Watch History — Video Controls Plus | Cross-Platform Log

The Video Controls Plus watch history is a unified log of every video you have played across YouTube, Netflix, Udemy, Coursera, LinkedIn Learning, Vimeo, and other supported HTML5 sites. Where each platform keeps its own history (locked into that platform's account), Video Controls Plus aggregates the entire trail into one searchable, sortable timeline so you can find a video you watched two months ago without remembering which site it lived on. The /history page itself is publicly viewable as a feature explainer; the actual personal log appears once you sign in. Until then, the page describes what the feature does, who it is for, and how it works — useful for evaluating whether the feature fits your workflow before you create an account.

Use cases

Finding a video you remember watching but cannot place

Most people watch dozens of videos a week across multiple platforms and forget which platform a specific one came from. The unified history lets you search by title, channel, or rough date and surface the right one in seconds — much faster than reopening every platform separately.

Resuming long courses that span multiple sessions

A multi-week Udemy course sometimes leaves you wondering "where was I". Click the course in history; the entry shows the last-played timestamp and a one-click resume button.

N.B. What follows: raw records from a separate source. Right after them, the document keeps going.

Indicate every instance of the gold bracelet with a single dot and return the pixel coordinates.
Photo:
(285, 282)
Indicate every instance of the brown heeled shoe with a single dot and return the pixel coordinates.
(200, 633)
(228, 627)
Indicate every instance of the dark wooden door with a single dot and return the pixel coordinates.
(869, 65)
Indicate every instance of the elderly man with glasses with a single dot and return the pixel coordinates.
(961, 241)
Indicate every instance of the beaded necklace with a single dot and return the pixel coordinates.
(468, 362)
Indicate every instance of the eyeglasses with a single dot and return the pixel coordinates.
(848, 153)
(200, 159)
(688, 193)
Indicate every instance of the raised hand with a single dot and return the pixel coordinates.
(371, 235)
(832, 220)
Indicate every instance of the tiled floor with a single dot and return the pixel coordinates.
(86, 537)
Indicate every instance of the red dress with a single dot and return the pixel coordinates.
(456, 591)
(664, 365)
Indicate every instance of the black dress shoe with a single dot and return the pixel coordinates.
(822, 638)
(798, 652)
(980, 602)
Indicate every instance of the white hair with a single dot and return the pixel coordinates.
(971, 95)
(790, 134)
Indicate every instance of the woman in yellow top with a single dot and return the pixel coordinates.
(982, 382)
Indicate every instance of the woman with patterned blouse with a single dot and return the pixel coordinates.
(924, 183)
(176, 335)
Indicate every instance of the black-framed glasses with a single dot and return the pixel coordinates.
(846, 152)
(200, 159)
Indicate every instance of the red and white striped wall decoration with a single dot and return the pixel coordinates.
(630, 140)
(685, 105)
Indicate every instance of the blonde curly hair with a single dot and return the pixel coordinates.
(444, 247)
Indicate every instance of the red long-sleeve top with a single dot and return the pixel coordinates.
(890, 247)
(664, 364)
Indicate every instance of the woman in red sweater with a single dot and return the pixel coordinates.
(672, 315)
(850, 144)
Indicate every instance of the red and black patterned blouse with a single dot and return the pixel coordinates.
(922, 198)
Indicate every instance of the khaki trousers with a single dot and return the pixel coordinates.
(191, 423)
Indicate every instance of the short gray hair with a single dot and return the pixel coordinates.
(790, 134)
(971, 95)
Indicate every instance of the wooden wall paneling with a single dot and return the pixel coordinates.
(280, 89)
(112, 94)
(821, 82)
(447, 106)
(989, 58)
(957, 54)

Auditing your viewing time honestly

Total watch hours by week, month, and year are visible at the top of the history view. Useful for setting actual screen-time limits instead of guessing how much time you spent on YouTube last quarter.

Building a "what to recommend" list for a friend

Filter history by channel or topic, export the filtered set as Markdown, and share the curated list. Faster than retyping titles from memory.

How it works

  1. Watch a video on any supported site. The extension records the URL, channel, duration, and timestamp on every play. No background polling — only when you actually press play.
  2. Open /history. The page renders a reverse-chronological timeline. Pagination kicks in after the first 200 entries.
  3. Search and filter. Search box matches title, channel, and platform. Filter chips narrow by platform or watch-state (resumed / completed / abandoned).
  4. Resume or rewatch. Each entry has a "Resume" button that jumps back to the timestamp where you stopped, plus a "Rewatch from start" link.
  5. Export or clear. Export filtered history as JSON or CSV. Clear the entire log or selected entries from the same page.

Examples

  • A user searches for "react hooks lecture". Three matches across YouTube and Pluralsight; the most recent shows a 23-minute resume point.
  • A user audits weekly watch time. Top of the history page shows 14 hours this week, 11 hours last week, with a sparkline trend. Honest numbers; no rounding for vanity.

Frequently asked questions

Does the extension watch me silently?

No. Recording happens only when you actually press play on a supported video site. Background tabs do not produce log entries.

Is my history private?

Yes. Local-only by default — the log lives in your browser storage, never leaves the device. Cloud sync is opt-in and clearly labeled.

Can I exclude certain sites from the log?

Yes. Settings → History → Excluded sites. Anything on that list is invisible to the recorder.

What happens to my history if I uninstall?

Local data is removed by the browser when you uninstall. Cloud-synced history persists until you delete it via /data-deletion.

Does it record video titles or thumbnails?

Titles yes (necessary for search). Thumbnails are linked from the source CDN, not copied — so removed videos eventually show a broken thumbnail.

Is incognito browsing tracked?

Only if you explicitly enable the extension in incognito. Browsers default to disabling third-party extensions in private windows.

Tips

  • Set up site exclusions on day one for any site you do not want logged (corporate intranet videos, private tutoring sessions, etc.).
  • The "Abandoned" filter (videos played briefly then stopped) is useful for revisiting things you almost watched and forgot.
  • Export your watch history monthly as a CSV — useful for productivity reviews and as a manual backup.
  • Sign in once a month if you want phone-to-laptop continuity; otherwise local-only is private and zero-config.

Limitations

  • The page itself is public marketing surface; the personal history log appears only after sign-in.
  • Recording only happens when the extension is active on the page. Sites the extension cannot reach (DRM-protected players that block content scripts) leave gaps in the timeline.
  • Resume timestamps are accurate to the second on most sites; some adaptive-streaming players round to the nearest 5–10 seconds.

Last updated 2026-05-06 by Ahsan Mahmood, maintainer.